Power cuts a man-made crisis

NEW DELHI, JULY 24. Not shortage of electricity but massive local faults in the distribution network and gross mismanagement by the power utilities have been responsible for the long hours of unscheduled load-shedding in Delhi this summer. The figures of availability and demand for power over the past few months released by the Northern Regional Load Dispatch Centre (NRLDC) reveal that Delhi Transco had been regularly "under-drawing" electricity from the grid during the period when the Capital was reeling under a severe crisis.

"The figures speaks for themselves," said a top official of the Power Grid Corporation of India. "This reflects poorly on the performance of Delhi Transco and the privately owned power distribution companies. Massive load-shedding, despite adequate availability and allocation of electricity, means there has not been the level of desired upgradation and improvement in the system, since the power reforms were unleashed two years ago," the official said.
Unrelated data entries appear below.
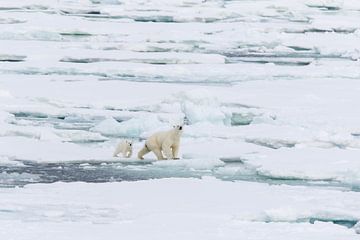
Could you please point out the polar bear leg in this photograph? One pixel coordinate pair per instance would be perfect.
(167, 151)
(117, 150)
(175, 151)
(158, 154)
(142, 152)
(129, 153)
Commenting poorly on the management and efficiency of Delhi Transco, the official said a majority of the power cuts in South Delhi this summer has been because of faults at its level. "There has not been much maintenance of its system. Even basic requirements of maintaining a distribution network has not been adhered to," he said. It is understood that the NRLDC and the Power Grid have written to the Delhi Government and the Delhi Transco and urged them to upgrade the system.

The official, who had recently got an opportunity to study the Delhi's power system and make recommendations for its improvement, said the poor performance was also due to the technical incompetence of Transco engineers. "It is basically dead wood. They are old and waiting for their retirement. The best engineers have been taken by the private discoms," he said.
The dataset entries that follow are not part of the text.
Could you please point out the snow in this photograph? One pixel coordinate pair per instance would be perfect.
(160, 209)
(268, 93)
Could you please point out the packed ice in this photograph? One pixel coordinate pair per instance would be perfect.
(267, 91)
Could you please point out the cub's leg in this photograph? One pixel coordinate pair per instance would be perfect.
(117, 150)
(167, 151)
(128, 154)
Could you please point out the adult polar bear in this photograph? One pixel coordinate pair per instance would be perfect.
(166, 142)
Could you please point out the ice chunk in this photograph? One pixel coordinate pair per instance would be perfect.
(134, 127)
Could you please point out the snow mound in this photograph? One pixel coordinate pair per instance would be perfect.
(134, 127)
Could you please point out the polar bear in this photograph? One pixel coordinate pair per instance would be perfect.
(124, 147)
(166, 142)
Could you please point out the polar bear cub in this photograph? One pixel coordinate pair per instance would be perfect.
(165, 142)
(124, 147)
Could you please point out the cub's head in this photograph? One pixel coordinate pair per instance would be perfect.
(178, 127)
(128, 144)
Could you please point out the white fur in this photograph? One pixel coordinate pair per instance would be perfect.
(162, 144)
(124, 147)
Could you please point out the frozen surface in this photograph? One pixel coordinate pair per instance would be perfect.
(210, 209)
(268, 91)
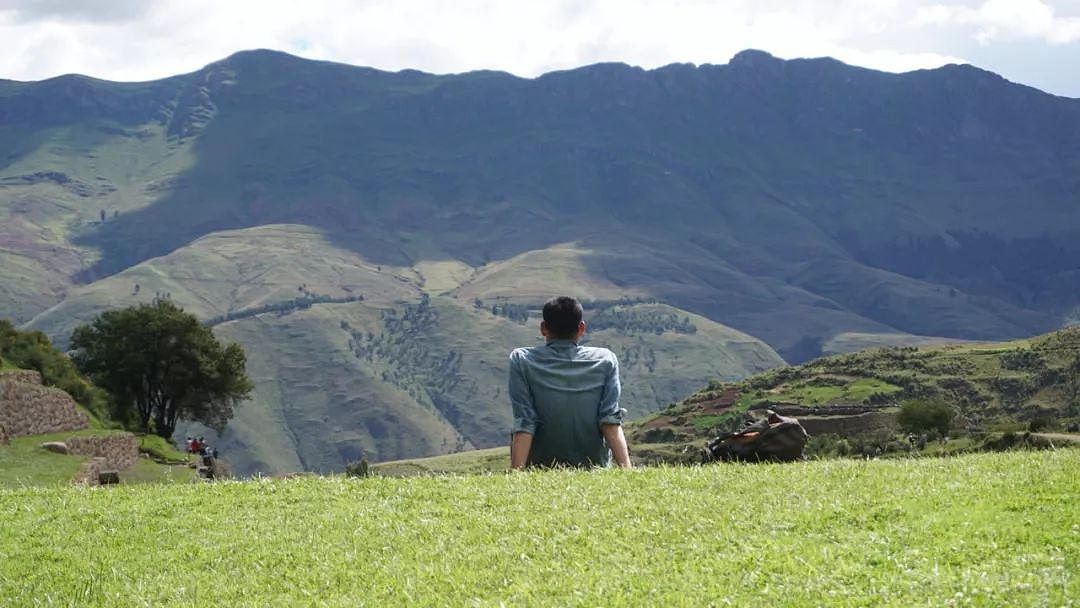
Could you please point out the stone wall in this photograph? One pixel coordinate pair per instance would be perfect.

Giving details of the situation this summer, the monthly report prepared by the NRLDC said that in June Delhi on an average met 64.48 million units of electricity per day against the requirement of 64.99 million units. "This means the shortfall was just 0.78 per cent, while load-shedding was of more than 15 to 24 hours across the Capital this month. The crisis was such that even the Delhi Electricity Regulatory Commission had to take cognisance of the crisis and had directed the BSES, the local discom, to install generators in the colonies where load-shedding was effected," the official said.

This very month Transco consumed as many as 277.52 million units of electricity less than what was allocated. "Same is the story of the other months this summer. So where is the shortage?" he asked and was quick to point out the tariff order of the DERC, in which the regulator imposed a hefty penalty of Rs. 2 crores on the BSES for its non-performance and strongly warned Transco of a similar penalty if it did not mend its ways and improved its performance.

On Thursday, when Transco claimed that its supply was reduced by 400 MW, NRLDC figures revealed that the Capital met a load of 3,371 MW at 9 p.m. At the same time, it was under-drawing 136 MW. Even Friday morning, the Transco was consuming just 1,355 MW against its allocation of 1,708 MW. Officials pointed out that under the Availability Based Tariff (ABT) regime, Transco has to pay a hefty penalty for wastage of electricity.